Ecevit: hayır efendim, hayır! İşte
iki başbakan yardımcımız da burada. Böyle
birşey henüz yok. (Yanındakilere): Var mı?
İkisi birden yok anlamına başlarını
sallarlar.
Ecevit: Yoksa?..
Aznar: Yoksa?.. Türkiye anlaşmadan habersiz mi?
Yani onaylamadı mı? Ama böyle birşey olacağını
tahmin edemem. Hiç Mistır… Neydi adı?.. Raul…Raul
Cenktaş sizden habersiz yapar mı?
Ecevit: Allah allah, bir yaşıma daha girdim!
(yanındakilere) Ne anlaşmasıymış
bu? (Ahizeye): Sayın Gavur!.. Pardon, yani Aznavur!..
Pardon, yani Aznar!.. Nasıl bir anlaşma bu?..
Aznar: Haberinizin olmaması çok ilginç, Sayın
Başbakan... Doğrusu şaşırtıyorsunuz
beni! Federatif bir yapı üzerine anlaştılar
ya.. Başkan Rum, yardımcısı Türk olacak.
Dışarıya karşı tek temsil.. Türkler
nüfusları oranında merkezi hükümete ve parlamentoya
katılacak.. Sınırlar kalkacak, nüfus ada içerisinde
serbestçe hareket edebilecek… Öyle olunca artık adanın
tümüyle AB üyesi olması önünde de hiçbir sorun kalmadı.
Ecevit: (Panik halinde ayağa fırlar): Yo
yo, böyle bir şey yok! Nereden çıktı bu? Olamaz!..

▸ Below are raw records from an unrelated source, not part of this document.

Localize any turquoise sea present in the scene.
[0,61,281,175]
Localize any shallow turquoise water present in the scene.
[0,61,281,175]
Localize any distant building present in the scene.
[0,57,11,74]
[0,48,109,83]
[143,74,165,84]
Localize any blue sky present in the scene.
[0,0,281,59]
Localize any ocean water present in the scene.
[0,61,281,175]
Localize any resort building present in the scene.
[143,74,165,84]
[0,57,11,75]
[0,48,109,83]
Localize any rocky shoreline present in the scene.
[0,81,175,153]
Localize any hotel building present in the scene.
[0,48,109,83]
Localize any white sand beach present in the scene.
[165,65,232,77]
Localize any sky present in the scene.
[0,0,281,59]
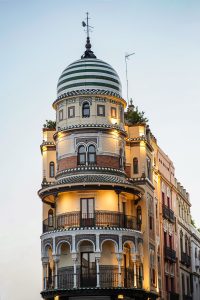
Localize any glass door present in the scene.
[81,252,97,287]
[81,198,94,227]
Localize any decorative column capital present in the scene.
[41,256,49,266]
[52,254,60,263]
[95,252,101,261]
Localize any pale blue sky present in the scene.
[0,0,200,300]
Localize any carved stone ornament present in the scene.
[79,97,92,106]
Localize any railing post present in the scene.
[117,253,122,287]
[42,257,49,290]
[72,253,77,289]
[95,253,101,287]
[53,254,60,289]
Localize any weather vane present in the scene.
[81,12,96,58]
[82,12,93,38]
[125,52,135,105]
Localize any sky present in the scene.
[0,0,200,300]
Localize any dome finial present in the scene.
[81,12,96,58]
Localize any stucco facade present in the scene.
[38,27,199,300]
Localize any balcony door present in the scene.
[81,252,97,287]
[81,198,94,227]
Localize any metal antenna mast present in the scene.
[125,52,135,105]
[82,12,93,39]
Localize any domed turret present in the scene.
[57,57,121,97]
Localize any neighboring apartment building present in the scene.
[176,182,193,300]
[39,28,195,300]
[191,226,200,300]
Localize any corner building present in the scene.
[38,38,157,300]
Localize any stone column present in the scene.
[117,253,122,287]
[133,260,137,288]
[42,257,49,290]
[53,254,60,289]
[72,253,77,289]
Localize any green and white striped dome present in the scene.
[57,58,121,97]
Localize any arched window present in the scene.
[133,157,138,174]
[82,102,90,118]
[88,145,96,165]
[48,209,53,227]
[78,145,86,165]
[49,161,55,178]
[137,206,142,230]
[119,149,123,168]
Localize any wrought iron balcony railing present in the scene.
[181,252,191,267]
[43,268,142,291]
[169,292,179,300]
[163,205,175,223]
[183,295,192,300]
[164,247,176,262]
[43,210,141,233]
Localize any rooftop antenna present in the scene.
[81,12,96,58]
[125,52,135,106]
[82,12,93,39]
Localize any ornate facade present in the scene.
[38,26,198,300]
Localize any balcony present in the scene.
[43,210,141,233]
[181,252,191,267]
[43,266,142,291]
[163,205,175,223]
[169,292,179,300]
[164,247,176,262]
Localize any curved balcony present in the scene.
[43,210,141,233]
[44,266,143,291]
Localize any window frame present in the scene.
[49,161,55,178]
[77,145,86,166]
[58,109,63,121]
[111,106,117,119]
[82,101,90,118]
[133,157,139,175]
[87,144,96,165]
[68,106,75,119]
[97,104,105,117]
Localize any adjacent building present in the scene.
[38,28,200,300]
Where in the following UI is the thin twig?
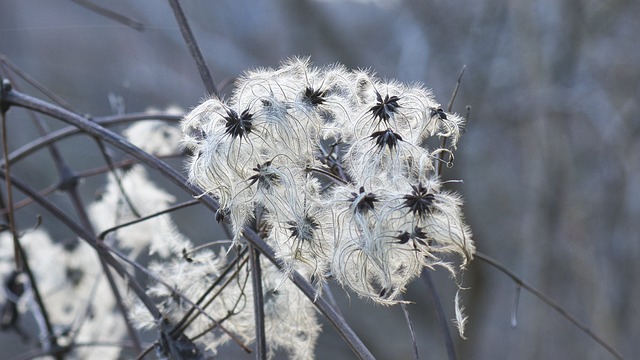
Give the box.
[0,91,374,359]
[249,245,267,360]
[421,270,457,360]
[0,103,58,350]
[436,65,467,176]
[98,200,200,240]
[474,251,625,360]
[0,169,162,319]
[170,247,249,336]
[169,0,218,96]
[101,243,251,352]
[400,295,420,360]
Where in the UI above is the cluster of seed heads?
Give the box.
[182,59,474,304]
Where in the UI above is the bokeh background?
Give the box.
[0,0,640,359]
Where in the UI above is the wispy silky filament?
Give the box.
[183,59,475,346]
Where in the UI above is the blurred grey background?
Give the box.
[0,0,640,359]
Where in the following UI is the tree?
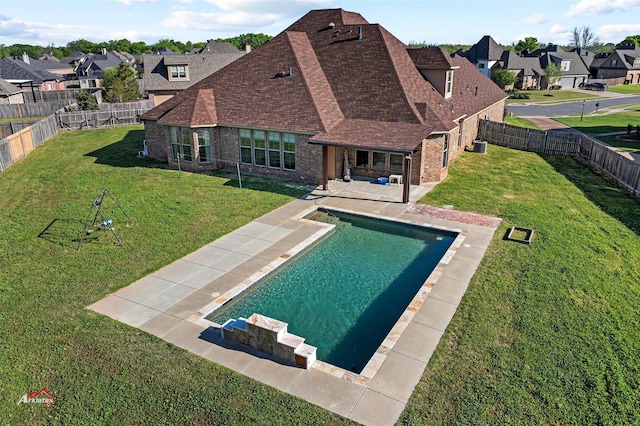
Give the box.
[102,62,140,102]
[544,63,562,95]
[617,34,640,47]
[76,92,98,111]
[570,25,600,49]
[513,37,540,52]
[491,68,518,89]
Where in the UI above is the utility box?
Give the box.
[473,141,487,154]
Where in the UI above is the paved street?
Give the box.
[507,89,640,117]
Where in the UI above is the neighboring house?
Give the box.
[0,56,65,101]
[76,49,127,89]
[591,45,640,84]
[143,41,245,105]
[456,35,504,78]
[496,50,544,90]
[456,36,589,89]
[0,78,24,104]
[141,9,506,188]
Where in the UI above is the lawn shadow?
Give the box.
[38,218,129,250]
[541,155,640,235]
[85,130,167,168]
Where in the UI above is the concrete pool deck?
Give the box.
[89,180,500,425]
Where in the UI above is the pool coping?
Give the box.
[89,182,499,424]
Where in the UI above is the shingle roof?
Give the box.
[459,35,504,64]
[143,9,506,150]
[0,57,62,85]
[0,78,24,96]
[142,48,245,91]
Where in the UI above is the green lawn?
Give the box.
[507,90,600,104]
[0,126,346,425]
[504,115,540,130]
[607,84,640,95]
[0,126,640,425]
[401,145,640,425]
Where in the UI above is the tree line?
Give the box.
[0,33,272,59]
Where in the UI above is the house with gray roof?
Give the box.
[0,78,24,104]
[456,35,504,78]
[76,49,127,89]
[591,45,640,85]
[141,9,506,189]
[0,55,65,101]
[142,41,245,105]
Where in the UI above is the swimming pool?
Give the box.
[207,211,457,373]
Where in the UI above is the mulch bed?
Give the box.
[406,204,502,229]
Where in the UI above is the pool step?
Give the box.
[220,314,316,369]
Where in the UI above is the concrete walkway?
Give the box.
[89,181,501,425]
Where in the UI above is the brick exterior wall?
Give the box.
[143,101,505,185]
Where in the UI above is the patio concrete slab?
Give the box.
[393,321,443,364]
[429,276,468,306]
[413,295,458,331]
[139,312,182,337]
[289,369,365,417]
[349,389,405,426]
[89,180,499,425]
[369,351,427,404]
[118,305,160,327]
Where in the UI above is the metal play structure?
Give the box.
[78,188,131,250]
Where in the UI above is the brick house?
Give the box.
[142,9,506,195]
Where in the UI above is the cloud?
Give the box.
[564,0,640,18]
[159,11,279,31]
[117,0,157,5]
[518,13,547,25]
[205,0,333,17]
[597,24,640,41]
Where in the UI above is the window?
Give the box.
[282,133,296,170]
[169,65,187,80]
[240,129,253,164]
[444,70,453,98]
[389,153,404,174]
[169,127,192,161]
[240,129,296,170]
[356,149,369,168]
[253,130,267,166]
[195,129,211,163]
[442,133,449,169]
[269,132,282,169]
[371,151,387,170]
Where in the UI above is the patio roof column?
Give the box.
[402,154,411,204]
[322,145,329,191]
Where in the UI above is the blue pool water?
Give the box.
[208,212,457,373]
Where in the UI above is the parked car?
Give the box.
[578,83,609,92]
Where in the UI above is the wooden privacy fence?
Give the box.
[478,120,640,196]
[0,115,58,172]
[0,101,153,172]
[56,100,153,130]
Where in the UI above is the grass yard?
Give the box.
[507,90,600,105]
[554,110,640,152]
[504,115,540,130]
[401,145,640,425]
[607,84,640,95]
[0,126,347,425]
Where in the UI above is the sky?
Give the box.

Bir yanlışınız var sayın Aznar. Yoksa
sizi yanılttılar mı? Bu Rumların işi
olmasın?..
Aznar: Hayır efendim ne yanıltması..
Bir tek ben değilim ki.. Bunu dün akşamki toplantıda
14 ülkenin Başbakanı ile görüştük..
Ecevit: Akıl alacak şey değil!
Bahçeli: Ne oluyor, neler dönüyor?!.
Yılmaz: Doğrusu çok garip!..
Aznar: Bu iyi bir çözüm değil mi, Sayın
Ecevit?
Ecevit: (adeta bağırarak) Elbette değil
efendim! Hakkaniyetli ve adil bir çözüm değil. Türkiye
bunu asla kabul etmez! Kıbrıs Türkleri de etmez!..
Aznar: (sakin): Bildiğim kadarıyla, sayın
Ecevit, Kıbrıslı Türklerin nüfusu yüzbinden
biraz fazla, öyle değil mi?
Ecevit: 180 bin..
Aznar: 180 bin olsun.. Buna karşılık
Rumların nüfusu 700 bin.. Yani yaklaşık Türk
nüfusunun dört katı. Buna rağmen iki bölgeli bir
federasyon oluşuyor.. Buna göre Türklerin yerel meclisleri,
yerel hükümetleri olacak.. Anadilleri resmi dil olacak. Kendi
dillerinde ilkokuldan üniversiteye kadar eğitim görecekler..
Kendi dillerinde günün yirmi dört saati radyo ve televizyon
yayını olacak.. Bunlar bizim milyonlarca Bask’a
ve Katalan’a verdiğimiz haklardan kat kat fazla..
Ecevit: Olsun efendim, o başka bu başka!
Biz iki eşit devlet istiyoruz. Konfederal bir yapı..
İki toplum, iki bölge, iki devlet… Dünyada örneği
de var..
Aznar: Mesela?
Ecevit: Mesela…Çeklerle Slovaklar gibi.
Aznar: Ama onlar ayrıldılar..
Ecevit: Neden olmasın?. Bunlar da istedikleri
zaman ayrılırlar.. Birlik gönüllü olmalı, değil
mi efendim.. İki halk istediği sürece birlikte yaşamalı,
istemediği zaman gönül rızasıyla ayrılmalı..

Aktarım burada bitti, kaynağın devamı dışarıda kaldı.